The only way to find out what linked the Geniots and the Brunelles was to consult the records of the family court that would have met at the time when the couple were formally appointed the boy’s guardians.
This raised further questions: if Tiphaine wasn’t Milo’s mother, why had the boy not gone to live with his mother? And where was she now? At the time, Gérard had been told that his client had committed suicide, and the case had been closed. Preoccupied with the birth of his own son, Gérard had not delved any further and he, too, had closed the case.
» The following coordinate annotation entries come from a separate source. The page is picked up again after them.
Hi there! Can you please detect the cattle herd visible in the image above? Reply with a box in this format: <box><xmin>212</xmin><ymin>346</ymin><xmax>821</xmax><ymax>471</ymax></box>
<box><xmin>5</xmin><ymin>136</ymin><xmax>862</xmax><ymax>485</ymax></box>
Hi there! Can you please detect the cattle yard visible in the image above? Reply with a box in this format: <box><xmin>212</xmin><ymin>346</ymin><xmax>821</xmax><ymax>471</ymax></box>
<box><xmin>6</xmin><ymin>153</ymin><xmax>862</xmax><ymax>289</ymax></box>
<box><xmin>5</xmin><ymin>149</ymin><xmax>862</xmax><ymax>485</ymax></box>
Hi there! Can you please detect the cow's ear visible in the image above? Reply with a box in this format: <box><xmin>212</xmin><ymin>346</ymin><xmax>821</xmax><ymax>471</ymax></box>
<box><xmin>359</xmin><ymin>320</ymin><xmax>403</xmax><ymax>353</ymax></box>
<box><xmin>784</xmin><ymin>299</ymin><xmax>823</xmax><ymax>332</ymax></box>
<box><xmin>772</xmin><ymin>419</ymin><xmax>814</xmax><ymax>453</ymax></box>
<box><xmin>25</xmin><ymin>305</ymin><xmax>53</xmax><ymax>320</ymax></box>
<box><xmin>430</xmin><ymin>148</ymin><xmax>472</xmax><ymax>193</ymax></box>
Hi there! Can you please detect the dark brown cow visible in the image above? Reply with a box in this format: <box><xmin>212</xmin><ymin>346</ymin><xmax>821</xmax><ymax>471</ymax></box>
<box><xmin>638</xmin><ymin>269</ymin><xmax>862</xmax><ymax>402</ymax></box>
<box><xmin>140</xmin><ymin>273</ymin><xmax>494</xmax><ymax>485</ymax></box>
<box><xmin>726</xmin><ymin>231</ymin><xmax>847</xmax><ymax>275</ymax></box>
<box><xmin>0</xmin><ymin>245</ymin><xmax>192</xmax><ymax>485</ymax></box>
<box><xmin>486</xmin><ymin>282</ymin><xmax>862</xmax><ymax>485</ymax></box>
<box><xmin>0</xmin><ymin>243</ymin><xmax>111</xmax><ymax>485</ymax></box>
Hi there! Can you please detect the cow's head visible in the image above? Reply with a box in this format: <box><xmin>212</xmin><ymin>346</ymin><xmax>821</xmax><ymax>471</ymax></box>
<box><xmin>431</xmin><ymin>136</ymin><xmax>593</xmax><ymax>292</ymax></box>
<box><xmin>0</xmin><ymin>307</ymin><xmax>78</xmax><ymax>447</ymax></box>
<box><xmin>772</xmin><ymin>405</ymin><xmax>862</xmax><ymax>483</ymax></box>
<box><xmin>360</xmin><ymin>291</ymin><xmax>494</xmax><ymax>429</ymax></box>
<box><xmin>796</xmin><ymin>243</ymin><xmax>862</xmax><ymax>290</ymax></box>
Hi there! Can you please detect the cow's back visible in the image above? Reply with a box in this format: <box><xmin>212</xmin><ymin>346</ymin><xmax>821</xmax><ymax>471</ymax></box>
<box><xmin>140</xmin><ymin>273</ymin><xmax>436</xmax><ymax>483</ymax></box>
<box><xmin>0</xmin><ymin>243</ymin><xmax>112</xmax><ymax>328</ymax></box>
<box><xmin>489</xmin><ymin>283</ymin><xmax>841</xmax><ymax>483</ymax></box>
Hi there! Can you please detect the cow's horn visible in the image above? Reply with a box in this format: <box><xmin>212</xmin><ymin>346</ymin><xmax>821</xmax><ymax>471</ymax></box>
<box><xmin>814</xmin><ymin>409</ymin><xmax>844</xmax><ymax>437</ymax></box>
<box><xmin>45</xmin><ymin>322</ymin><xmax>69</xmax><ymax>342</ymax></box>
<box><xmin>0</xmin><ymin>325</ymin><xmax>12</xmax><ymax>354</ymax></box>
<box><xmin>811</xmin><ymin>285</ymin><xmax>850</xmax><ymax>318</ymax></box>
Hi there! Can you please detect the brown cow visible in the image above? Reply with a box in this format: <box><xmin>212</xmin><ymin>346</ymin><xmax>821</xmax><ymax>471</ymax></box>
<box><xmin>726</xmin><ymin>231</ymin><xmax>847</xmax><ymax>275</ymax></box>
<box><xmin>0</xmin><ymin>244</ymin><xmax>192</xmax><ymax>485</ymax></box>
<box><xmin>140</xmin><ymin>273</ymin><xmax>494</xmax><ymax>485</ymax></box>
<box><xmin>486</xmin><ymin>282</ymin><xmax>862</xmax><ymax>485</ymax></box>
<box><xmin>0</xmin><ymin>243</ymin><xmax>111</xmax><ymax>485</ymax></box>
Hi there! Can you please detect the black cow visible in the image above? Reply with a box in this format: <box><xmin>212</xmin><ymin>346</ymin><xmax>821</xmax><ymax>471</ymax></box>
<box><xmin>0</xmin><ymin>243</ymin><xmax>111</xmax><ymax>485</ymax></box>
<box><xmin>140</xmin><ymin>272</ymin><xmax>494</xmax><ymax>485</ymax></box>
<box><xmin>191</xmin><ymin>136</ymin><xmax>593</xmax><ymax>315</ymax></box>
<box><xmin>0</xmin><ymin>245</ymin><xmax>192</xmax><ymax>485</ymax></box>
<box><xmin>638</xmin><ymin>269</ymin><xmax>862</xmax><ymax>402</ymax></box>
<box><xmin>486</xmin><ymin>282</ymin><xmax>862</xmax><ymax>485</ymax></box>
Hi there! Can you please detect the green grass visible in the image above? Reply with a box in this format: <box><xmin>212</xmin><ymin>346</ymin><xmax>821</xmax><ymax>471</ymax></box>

But now the case had risen from the ashes, triggering his interest again. If only because he needed to find out who this asshole was who was hanging around his wife.
The immediate problem he had was time.
Since Nora had left, Gérard had been obliged to reorganize his life. Having custody of the children every other week was a real challenge for him, on top of shopping, cooking, and keeping the house in some semblance of order, despite the maid who came in twice a week. The weeks he had the children he had to adjust his work schedule, leaving work much earlier than he would have liked, and being frustrated by not being able to complete a fraction of what he had to do. The weeks he didn’t have them he doubled the number of hours in the office and worked ten times as hard, spending almost all his waking hours going over his cases and drafting pleas.
He arranged as many of his appointments as he could for that week, to avoid finishing late when the children were with him. Inès didn’t like to stay home alone, or at least that was the pretext she used to hang out in the street with girlfriends or—worse!—with boys when he told her he wouldn’t be back until the end of the afternoon. Nassim didn’t like staying behind in the after-school program, as he had let his father know in no uncertain terms the one time he was late to pick him up after class. Not to mention that he would rather be at his mother’s house anyway than at Gérard’s. That was out of the question. And the thing Gérard feared most of all.
Almost without noticing, he had begun to realize how much he missed the children when they weren’t there. Terribly. It was true that even back when they were still a real family, he’d never spent much time with them. But at least he saw them every day. Enough to know they were happy and doing well at school. He talked to them and gave them hugs. And when he got home too late in the evening to see them, or at least too late to see Nassim, he’d slip into his son’s bedroom to watch him for a few minutes, filled with quiet happiness as he observed the serene expression on the face of the sleeping child.